With such limited decoration on both the chest and the chair, it is impossible to link them to a common maker. The molding profiles on the chair do not match those on the chest; there are virtually no other features that could be compared with any confidence.

 There are several examples of joined work surviving from the town of Plymouth, but they do not form a cohesive group, and have thus escaped attribution to known makers.13 Based on the surviving body of work, there were several productive shops in Marshfield between the mid-1630s and 1700. Among the best-established shops was that of joiner Thomas Little (here 1630–died 1672). A joined chest that descended in his family, on display in the Isaac Winslow house in Marshfield, is the keystone of this group (Fig. 4). Related chests are in the collections of the Smithsonian Institution (Fig. 5) (in their Greenwood Collection) and Historic New England (Fig. 6). All three chests feature plain panels, but use more elaborate moldings run in the framing members, and stopped chamfers at the junction of the stiles, rails, and muntins. The chests are seemingly related to the larger body of Plymouth Colony joined furniture represented by the many chests with drawers and press cupboards featuring geometric patterns formed with applied moldings and turnings, and painted decoration.

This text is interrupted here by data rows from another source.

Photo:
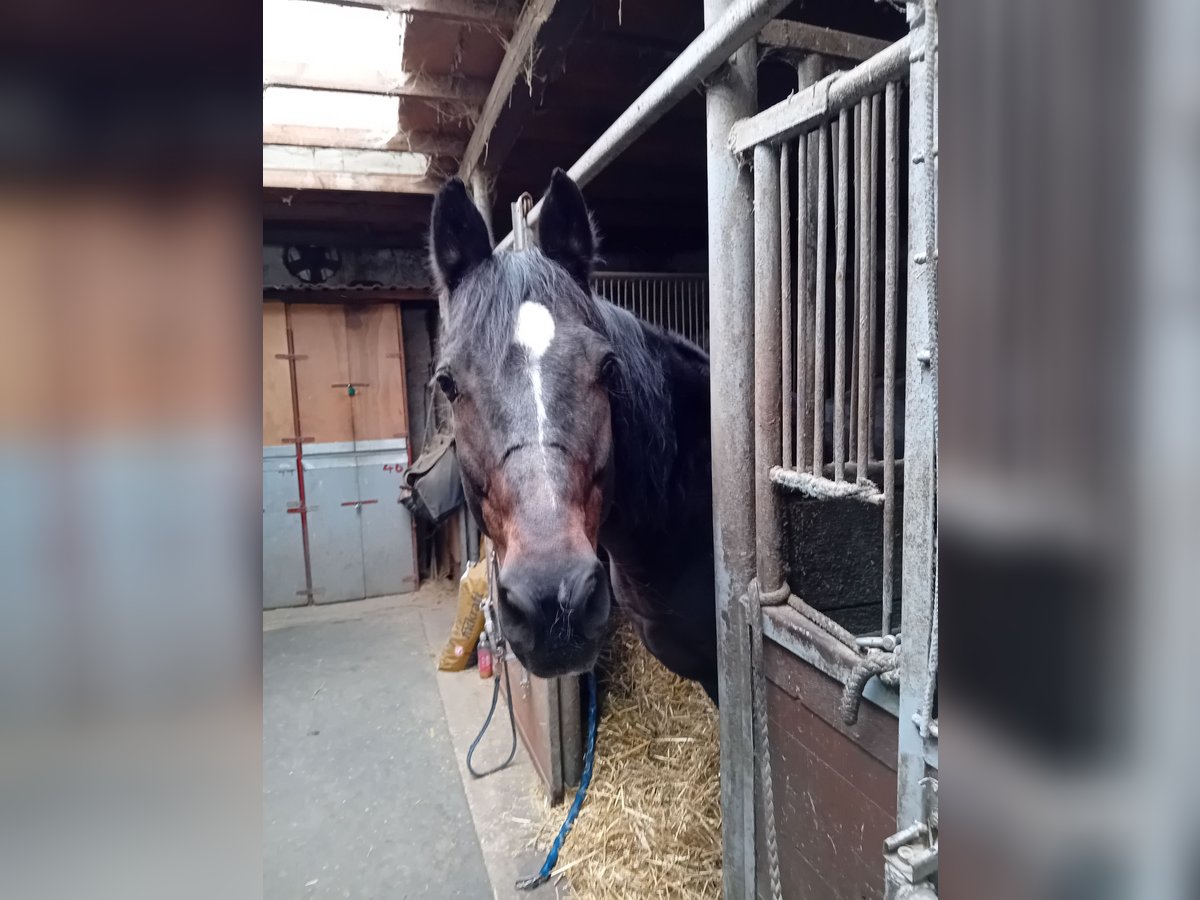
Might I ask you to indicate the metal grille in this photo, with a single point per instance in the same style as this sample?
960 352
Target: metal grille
675 303
829 363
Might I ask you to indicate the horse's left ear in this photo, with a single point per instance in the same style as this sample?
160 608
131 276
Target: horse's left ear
564 229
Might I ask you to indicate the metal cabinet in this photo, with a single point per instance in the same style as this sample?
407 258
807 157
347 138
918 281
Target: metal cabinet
360 538
283 576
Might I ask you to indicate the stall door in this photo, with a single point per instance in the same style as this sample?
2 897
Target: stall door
283 571
353 423
381 427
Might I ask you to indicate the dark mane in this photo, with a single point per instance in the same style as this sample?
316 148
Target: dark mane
483 315
643 419
481 318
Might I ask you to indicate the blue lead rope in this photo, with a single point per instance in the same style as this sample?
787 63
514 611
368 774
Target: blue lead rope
543 875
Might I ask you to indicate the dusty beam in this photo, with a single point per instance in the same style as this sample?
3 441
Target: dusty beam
280 73
534 54
492 12
784 35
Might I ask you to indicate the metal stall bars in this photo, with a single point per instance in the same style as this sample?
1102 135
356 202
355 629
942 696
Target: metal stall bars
843 112
675 303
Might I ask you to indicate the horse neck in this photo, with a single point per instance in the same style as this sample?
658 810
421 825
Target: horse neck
660 435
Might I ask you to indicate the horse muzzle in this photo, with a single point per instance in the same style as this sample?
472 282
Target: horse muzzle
555 612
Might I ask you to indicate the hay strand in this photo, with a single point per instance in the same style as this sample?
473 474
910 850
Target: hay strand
652 822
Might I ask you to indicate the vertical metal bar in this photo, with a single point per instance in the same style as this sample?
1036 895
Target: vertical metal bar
785 282
694 313
891 226
864 282
809 71
921 417
819 299
768 202
803 306
857 181
873 252
729 99
483 197
839 287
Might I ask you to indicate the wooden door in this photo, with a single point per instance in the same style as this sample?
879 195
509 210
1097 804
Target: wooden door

A table with drawer (Fig. 7), also part of the Smithsonian Institution's Greenwood collection, is likewise connected to works from Marshfield, though not necessarily Little's shop. The decoration consists of carved intersecting lunettes on the drawer front, moldings on the drawer rail and side rails, and baluster turnings on the stiles. Red paint, presumably iron oxide pigment, highlights some of these features. The table relates to other known works with Marshfield connections, though these are not yet attributed to a known shop.14

The Winslow chair at Pilgrim Hall has some attributes that compare favorably with several of these known works from Marshfield, specifically the scrolled decoration on the seat rails, crease moldings on some of the framing, and the lipped tenon on the joint between the rear stiles and the crest rail. Because of its extensive restoration, the Winslow joined chest at the MFA cannot be reliably attributed to any known group of surviving furniture. 

The discovery of Kenelm Winslow's admission to the Worshipful Company of Ceilers and Joyners of London warrants a reexamination of Plymouth Colony joiners and joinery to determine the impact of Winslow's London training, if any, on the style of furniture made in the Colony.